If you choose to enjoy the many edible uses and benefits of red clover, avoid using chemicals or pesticides.
Flowers can be eaten fresh or dried for tea. Leaves are also edible and used in herbal remedies, and are best used when fresh and young. Red clover may be harvested up to three times in a typical growing season.
How to Plant for Grazing Livestock
Growing red clover by the acre demands conditions as described above, and a bit more.
- Clover seed should be inoculated with "Rhizobium trifolii" bacterium, which helps the plant’s root system to release nitrogen.
- Use 10 to 12 pounds of seed per acre.
- Optionally combine with companion crops: wheat, oats or barley, in which case use 6 to 8 pounds per acre.

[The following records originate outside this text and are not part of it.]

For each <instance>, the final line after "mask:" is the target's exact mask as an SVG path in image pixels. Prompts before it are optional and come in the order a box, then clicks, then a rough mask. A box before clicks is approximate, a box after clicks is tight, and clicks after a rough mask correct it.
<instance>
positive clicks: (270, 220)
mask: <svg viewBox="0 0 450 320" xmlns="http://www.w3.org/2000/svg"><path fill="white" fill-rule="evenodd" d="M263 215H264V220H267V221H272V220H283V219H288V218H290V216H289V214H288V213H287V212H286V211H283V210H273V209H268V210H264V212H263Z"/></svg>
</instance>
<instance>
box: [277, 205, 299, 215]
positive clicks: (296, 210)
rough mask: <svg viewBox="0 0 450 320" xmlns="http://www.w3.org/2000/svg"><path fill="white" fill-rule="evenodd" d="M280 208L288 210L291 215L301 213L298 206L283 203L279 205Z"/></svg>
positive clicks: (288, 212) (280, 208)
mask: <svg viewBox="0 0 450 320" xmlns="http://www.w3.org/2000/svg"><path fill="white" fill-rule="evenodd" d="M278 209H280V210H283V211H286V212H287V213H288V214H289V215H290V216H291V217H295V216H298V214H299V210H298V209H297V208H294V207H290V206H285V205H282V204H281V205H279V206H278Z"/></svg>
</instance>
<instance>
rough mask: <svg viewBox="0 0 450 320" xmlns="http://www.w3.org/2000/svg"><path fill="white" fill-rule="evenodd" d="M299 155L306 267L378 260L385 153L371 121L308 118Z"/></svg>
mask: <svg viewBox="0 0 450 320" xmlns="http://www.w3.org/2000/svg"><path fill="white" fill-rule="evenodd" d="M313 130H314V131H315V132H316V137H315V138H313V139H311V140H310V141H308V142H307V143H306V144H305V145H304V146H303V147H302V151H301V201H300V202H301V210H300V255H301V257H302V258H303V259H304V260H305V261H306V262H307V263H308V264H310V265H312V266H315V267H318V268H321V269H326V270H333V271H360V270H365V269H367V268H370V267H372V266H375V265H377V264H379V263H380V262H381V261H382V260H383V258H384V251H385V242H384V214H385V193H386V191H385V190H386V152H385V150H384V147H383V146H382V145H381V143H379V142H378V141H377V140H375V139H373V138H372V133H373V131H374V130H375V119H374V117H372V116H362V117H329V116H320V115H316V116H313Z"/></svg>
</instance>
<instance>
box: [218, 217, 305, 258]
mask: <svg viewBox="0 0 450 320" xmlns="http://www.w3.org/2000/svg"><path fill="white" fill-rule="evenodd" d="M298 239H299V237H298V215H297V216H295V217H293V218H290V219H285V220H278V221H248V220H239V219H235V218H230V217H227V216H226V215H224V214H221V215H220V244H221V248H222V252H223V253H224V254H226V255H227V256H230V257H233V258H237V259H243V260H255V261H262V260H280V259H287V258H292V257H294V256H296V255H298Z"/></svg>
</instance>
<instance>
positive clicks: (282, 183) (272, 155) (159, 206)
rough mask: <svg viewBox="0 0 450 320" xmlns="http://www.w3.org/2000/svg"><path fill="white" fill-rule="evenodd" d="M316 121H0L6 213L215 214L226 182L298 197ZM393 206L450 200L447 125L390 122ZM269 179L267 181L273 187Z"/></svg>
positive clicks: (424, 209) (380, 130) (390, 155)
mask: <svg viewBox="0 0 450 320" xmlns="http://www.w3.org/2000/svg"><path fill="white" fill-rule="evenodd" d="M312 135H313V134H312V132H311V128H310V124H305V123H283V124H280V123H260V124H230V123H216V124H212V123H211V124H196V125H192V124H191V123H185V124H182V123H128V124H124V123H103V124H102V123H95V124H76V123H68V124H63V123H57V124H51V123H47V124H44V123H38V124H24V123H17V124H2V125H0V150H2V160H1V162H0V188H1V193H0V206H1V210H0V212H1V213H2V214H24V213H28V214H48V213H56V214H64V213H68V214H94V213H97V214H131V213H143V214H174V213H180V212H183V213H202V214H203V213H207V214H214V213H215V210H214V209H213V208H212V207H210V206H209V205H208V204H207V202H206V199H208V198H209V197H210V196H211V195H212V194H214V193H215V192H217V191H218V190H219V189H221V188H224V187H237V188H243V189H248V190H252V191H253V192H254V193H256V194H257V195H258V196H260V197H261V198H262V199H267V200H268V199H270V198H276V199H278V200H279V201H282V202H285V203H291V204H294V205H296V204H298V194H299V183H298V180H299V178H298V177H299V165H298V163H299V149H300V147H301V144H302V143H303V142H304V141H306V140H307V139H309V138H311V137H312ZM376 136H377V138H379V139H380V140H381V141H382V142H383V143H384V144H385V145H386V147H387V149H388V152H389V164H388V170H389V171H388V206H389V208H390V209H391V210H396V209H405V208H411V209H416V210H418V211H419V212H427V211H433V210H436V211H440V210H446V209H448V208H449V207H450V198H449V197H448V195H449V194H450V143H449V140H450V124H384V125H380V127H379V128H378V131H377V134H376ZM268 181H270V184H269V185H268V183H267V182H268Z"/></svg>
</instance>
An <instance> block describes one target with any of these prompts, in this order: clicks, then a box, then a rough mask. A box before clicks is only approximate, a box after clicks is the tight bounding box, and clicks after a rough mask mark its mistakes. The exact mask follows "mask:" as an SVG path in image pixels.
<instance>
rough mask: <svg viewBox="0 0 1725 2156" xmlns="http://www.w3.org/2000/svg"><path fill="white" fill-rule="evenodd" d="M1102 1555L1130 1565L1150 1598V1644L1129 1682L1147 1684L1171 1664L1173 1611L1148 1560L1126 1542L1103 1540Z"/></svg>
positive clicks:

- Clover crops used for grazing should be rotated so that the crop is grazed 3 times over the growing season.
How to Sprout Red Clover Seeds for Human Consumption
If you wish to eat red clover sprouts, they are easy to grow right in your kitchen. You will yield about 4 cups of sprouts out of 2 tbsp. of seed.
Follow these steps to grow your own red clover sprouts.
- Soak your seeds in warm water for 6 to 8 hours.
- Drain and spread evenly in a seed-sprouter or shallow bowl.
- Place in a dark area for 3 days, rinsing and draining the seeds at least twice each day. You can also cover the container and keep it in a bright location.
- By day 4, the seeds will have sprouted long root tails, and should be exposed to sunlight for a day to develop chlorophyll.
Eat red clover sprouts on salads or sandwiches, and store in the refrigerator for up to 5 days.